Holiday, a 34-year-old countertenor — the highest register for a male singer — has a unique role in the production at the Music Center's Dorothy Chandler Pavilion. He portrays Orpheus’s Double, who sings onstage alongside the performer cast as the mythical figure, Joshua Hopkins, in order to imbue his music with an ethereal element.
One of Holiday's primary tasks in Eurydice was diving into the nature of this role. The performer sees a dual role for his character. He is a "supernatural being that that speaks for Orpheus when Orpheus can't say something or when Orpheus wants to say something on a heightened level," Holiday says. Yet he is also an ally whose presence reminds Orpheus, "I've got your back. You don't have to do it alone. I'll help you."
It was always a dream of Holiday's to work with Aucoin, a composer who at 29 has been hailed as a rising star in the world of classical music. Holiday had asked his manager to directly reach out to the 2018 MacArthur Fellow for Eurydice, a hotly anticipated production that, after Los Angeles, will move to the Metropolitan Opera in New York City.

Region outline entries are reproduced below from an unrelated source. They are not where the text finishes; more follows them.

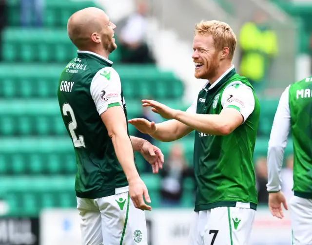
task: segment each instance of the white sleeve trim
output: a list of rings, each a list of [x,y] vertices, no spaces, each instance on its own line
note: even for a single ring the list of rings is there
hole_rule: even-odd
[[[100,115],[111,104],[119,103],[122,106],[120,79],[112,67],[105,67],[97,73],[91,82],[90,93]]]
[[[286,88],[281,96],[270,136],[267,160],[268,191],[278,191],[281,189],[281,170],[291,127],[290,86]]]
[[[240,81],[231,82],[224,89],[221,100],[223,110],[237,109],[244,122],[254,110],[254,97],[251,88]]]

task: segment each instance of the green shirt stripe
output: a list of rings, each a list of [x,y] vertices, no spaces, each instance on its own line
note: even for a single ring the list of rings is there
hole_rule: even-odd
[[[234,106],[233,105],[229,105],[228,106],[227,108],[233,108],[237,110],[237,111],[238,111],[238,112],[240,112],[240,109],[238,106]]]
[[[110,108],[111,107],[113,107],[114,106],[120,106],[120,104],[118,102],[112,103],[112,104],[110,104],[108,105],[107,108]]]
[[[229,217],[229,226],[230,226],[230,239],[231,240],[231,245],[233,245],[233,239],[232,238],[232,225],[231,223],[231,213],[230,212],[230,207],[228,207],[228,216]]]
[[[123,229],[122,230],[122,234],[121,235],[121,239],[120,239],[120,243],[119,245],[122,245],[122,242],[123,242],[123,238],[125,237],[125,234],[126,233],[126,227],[127,227],[127,222],[128,222],[128,216],[129,215],[129,207],[130,204],[130,195],[128,193],[128,199],[127,200],[127,211],[126,211],[126,218],[125,219],[125,224],[123,226]]]

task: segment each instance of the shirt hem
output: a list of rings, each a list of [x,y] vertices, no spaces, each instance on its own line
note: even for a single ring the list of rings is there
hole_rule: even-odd
[[[301,197],[302,198],[307,199],[312,199],[312,193],[311,192],[301,192],[301,191],[295,190],[293,191],[293,195],[298,197]]]
[[[219,202],[216,202],[213,203],[195,205],[194,211],[195,212],[198,212],[199,211],[211,209],[212,208],[214,208],[215,207],[236,207],[236,203],[237,202],[236,202],[235,201],[220,201]],[[257,204],[255,203],[248,202],[246,203],[249,203],[250,206],[249,207],[250,208],[255,210],[257,210]],[[246,208],[248,208],[248,207]]]
[[[76,196],[80,198],[88,198],[90,199],[101,198],[102,197],[105,197],[106,196],[115,195],[116,193],[116,188],[127,187],[128,185],[128,184],[127,183],[123,185],[116,186],[114,188],[106,189],[105,190],[100,190],[99,191],[81,192],[76,191]]]

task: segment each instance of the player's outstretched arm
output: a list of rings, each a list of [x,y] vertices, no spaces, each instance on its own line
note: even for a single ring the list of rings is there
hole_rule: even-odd
[[[143,106],[164,118],[174,119],[189,127],[207,134],[226,135],[232,133],[252,113],[255,100],[252,89],[237,81],[229,84],[221,98],[223,108],[218,114],[196,113],[197,98],[186,112],[170,108],[157,101],[143,100]]]
[[[147,205],[151,202],[147,188],[140,178],[134,163],[133,150],[127,132],[127,121],[120,106],[110,107],[101,114],[108,134],[112,139],[115,152],[129,182],[129,194],[136,207],[151,210]]]
[[[128,122],[142,133],[147,133],[154,139],[164,142],[180,139],[194,130],[176,120],[156,124],[144,118],[135,118],[129,120]]]
[[[219,114],[196,114],[174,110],[154,100],[145,100],[143,103],[143,106],[152,107],[153,112],[164,118],[174,119],[189,129],[208,134],[229,134],[241,124],[244,119],[241,113],[233,108],[226,108]]]
[[[160,149],[153,145],[147,140],[130,136],[133,150],[139,151],[144,159],[152,166],[153,173],[158,173],[159,169],[162,169],[164,155]]]

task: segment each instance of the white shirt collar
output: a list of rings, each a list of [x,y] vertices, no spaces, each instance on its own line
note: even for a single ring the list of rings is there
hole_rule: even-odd
[[[230,72],[231,72],[232,70],[233,70],[234,68],[234,65],[232,65],[231,66],[231,67],[230,67],[228,70],[227,70],[226,72],[225,72],[224,73],[223,73],[222,75],[219,77],[216,81],[215,81],[214,83],[213,83],[213,84],[209,87],[209,88],[208,89],[208,90],[210,90],[211,89],[212,89],[214,87],[216,84],[217,83],[218,83],[221,80],[221,79],[224,77],[224,76],[225,76],[225,75],[229,73]],[[204,87],[203,88],[203,89],[204,89],[206,86],[207,86],[207,85],[208,84],[208,83],[209,82],[209,80],[207,80],[207,82],[205,84],[205,85],[204,85]]]
[[[110,64],[111,65],[113,64],[113,61],[111,61],[109,59],[107,59],[105,57],[103,57],[102,56],[100,56],[99,55],[98,55],[98,54],[97,54],[96,53],[92,52],[91,51],[81,51],[81,50],[77,50],[77,53],[78,54],[89,54],[89,55],[93,55],[94,56],[96,56],[97,57],[98,57],[99,58],[103,59],[104,60],[106,61],[107,63],[108,63],[109,64]]]

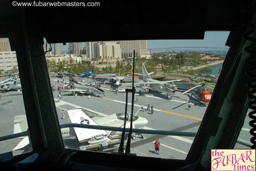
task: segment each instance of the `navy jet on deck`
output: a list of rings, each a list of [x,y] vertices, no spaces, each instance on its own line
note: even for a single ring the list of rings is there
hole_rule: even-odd
[[[70,84],[67,84],[63,87],[65,87],[70,86],[70,89],[63,90],[65,92],[72,92],[75,96],[77,96],[79,93],[82,94],[93,93],[99,96],[100,94],[104,94],[104,91],[94,84],[88,84],[82,82],[78,82],[71,75],[68,75]]]
[[[12,81],[14,78],[11,78],[0,81],[0,90],[21,90],[20,82],[17,80]]]

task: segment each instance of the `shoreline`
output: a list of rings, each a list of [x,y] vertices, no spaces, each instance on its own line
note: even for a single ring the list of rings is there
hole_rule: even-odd
[[[218,64],[221,64],[223,63],[224,62],[224,60],[222,60],[221,61],[217,61],[216,62],[215,62],[214,63],[211,63],[211,64],[207,64],[205,65],[204,65],[202,66],[199,66],[199,67],[194,67],[193,68],[192,68],[191,69],[192,69],[193,70],[198,70],[199,69],[201,69],[202,68],[205,68],[206,67],[210,67],[211,66],[213,66],[216,65],[217,65]]]

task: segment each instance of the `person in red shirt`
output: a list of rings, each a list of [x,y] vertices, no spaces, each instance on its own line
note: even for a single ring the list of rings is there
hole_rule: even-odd
[[[160,147],[160,142],[158,140],[158,139],[156,140],[156,141],[154,144],[154,148],[156,150],[156,154],[159,155],[159,148]]]

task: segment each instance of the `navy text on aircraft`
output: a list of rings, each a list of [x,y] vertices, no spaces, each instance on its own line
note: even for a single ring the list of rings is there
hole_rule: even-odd
[[[79,77],[83,78],[85,76],[86,76],[87,75],[90,75],[93,74],[93,69],[91,68],[91,69],[87,72],[84,72],[83,73],[77,73],[77,75],[78,75],[78,76]]]

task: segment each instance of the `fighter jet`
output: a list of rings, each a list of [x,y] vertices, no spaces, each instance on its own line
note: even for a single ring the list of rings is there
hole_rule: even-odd
[[[84,77],[86,76],[87,75],[91,75],[93,74],[93,68],[91,68],[91,69],[87,72],[84,72],[82,73],[77,73],[77,74],[79,75],[78,76],[81,77],[81,78]]]
[[[17,80],[12,81],[13,79],[13,78],[11,78],[0,81],[0,90],[21,90],[22,88],[20,82]]]
[[[137,82],[136,84],[139,84],[140,89],[144,92],[149,92],[150,90],[153,90],[161,93],[166,93],[167,97],[169,95],[173,95],[178,88],[178,87],[173,83],[174,81],[179,81],[181,79],[170,80],[164,81],[155,80],[150,76],[154,72],[148,73],[144,64],[142,64],[142,74],[136,74],[143,76],[143,82]],[[135,74],[135,73],[134,73]],[[124,83],[122,84],[128,84]]]
[[[72,124],[79,124],[94,125],[100,125],[123,127],[125,114],[120,113],[100,117],[96,113],[89,112],[82,108],[77,108],[68,110],[68,113]],[[131,119],[133,128],[140,128],[147,125],[148,120],[143,117],[133,116],[128,113],[126,125],[130,125]],[[25,115],[15,116],[14,123],[14,133],[27,130],[28,124]],[[128,128],[128,126],[126,127]],[[105,148],[120,142],[120,132],[101,130],[94,130],[80,128],[65,128],[61,129],[63,139],[74,137],[79,142],[80,150],[91,150]],[[12,150],[20,149],[29,144],[28,136],[23,137],[22,140]],[[132,137],[133,139],[135,139]]]
[[[100,94],[104,94],[104,91],[99,88],[94,84],[87,84],[82,82],[78,82],[71,75],[68,75],[69,81],[71,81],[70,84],[67,84],[63,86],[65,87],[70,86],[71,88],[70,89],[65,89],[63,90],[65,92],[72,92],[74,93],[75,96],[77,96],[79,93],[82,94],[93,93],[94,95],[99,96]]]

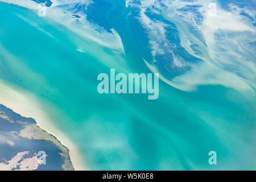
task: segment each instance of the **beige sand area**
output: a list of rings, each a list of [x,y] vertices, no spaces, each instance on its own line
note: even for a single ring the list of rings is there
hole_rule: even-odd
[[[76,145],[51,122],[47,113],[32,96],[7,85],[0,80],[0,104],[24,117],[34,118],[43,130],[53,135],[69,150],[71,161],[75,170],[88,169],[83,157]]]

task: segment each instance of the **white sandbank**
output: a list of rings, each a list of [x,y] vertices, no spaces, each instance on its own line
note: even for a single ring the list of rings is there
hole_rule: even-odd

Aucoin was happy to have Holiday, a Juilliard alumnus and award-winning performer who has graced the stages of the Met and a Jason Mraz concert alike.
"The word 'genius,' I think, is very fitting for him," Holiday said of Aucoin. "I think he knows exactly what he wants. He has written this beautiful work that I think really speaks to people on so many different levels."
However, in addition for the opportunity to work with Aucoin, Holiday was motivated because he has a special place in his heart for the L.A. Opera. He made his debut there in 2014 playing a female witch in Dido and Aeneas and has long been supported by the company. "When they offered me this role, I was excited to know that it would be at L.A. Opera because I love this city and the opera company so much," Holiday said.
The story of Orpheus and Eurydice is as old as the ancients — both Virgil and Ovid rhapsodized it — as well as the art form of opera itself. Jacopo Periand and Giulio Caccini wrote Euridice in 1600. Orfeo by Claudio Monteverdi followed in 1607. The myth continues to be a perennial in the classical world. Matt Morris's Orfeo ed Euridice recently closed at the Met and Hadestown, inspired by the story, is still lighting Broadway on fire. In film, an entire scene from the modern French masterpiece Portrait of a Lady on Fire is dedicated to the recitation and critical analysis of the myth.
The reason for this longevity? The story of "love and loss" is one that transcends place and time, said Holiday. The ending — Orpheus leads Eurydice to the doorstep of the living, only to defy the orders of the god Hades to look back and lose her once again — is an unbearable tragedy that still resonates.
The desire to bring a loved one back from the dead is also universal. If Holiday, using his voice, could accomplish this feat, he would bring back his father. "It was unexpected," Holiday said of the passing of his father, who died in 2014. "I don't have any voice mails or any video recordings of my father. So I long to hear his voice. ... I miss him terribly."
Although the myth persists, it has also taken on new meaning for different generations. Sarah Ruhl brought a woman's story out of the shadows when she wrote her 2003 play Eurydice; the 46-year-old playwright wrote the libretto to the opera, which is scored with Aucoin's music. "It's really beautiful to see how Sarah Ruhl has used her voice to give power to women," Holiday marveled. The opera is also brought to life by a woman director, Mary Zimmerman.
The recentering of an ancient story from a woman's point of view comes in the midst of a revolution in the entertainment industry, in which historically marginalized people are demanding to be heard and seen. This call for diversity is also impacting the classical world — albeit at a different place.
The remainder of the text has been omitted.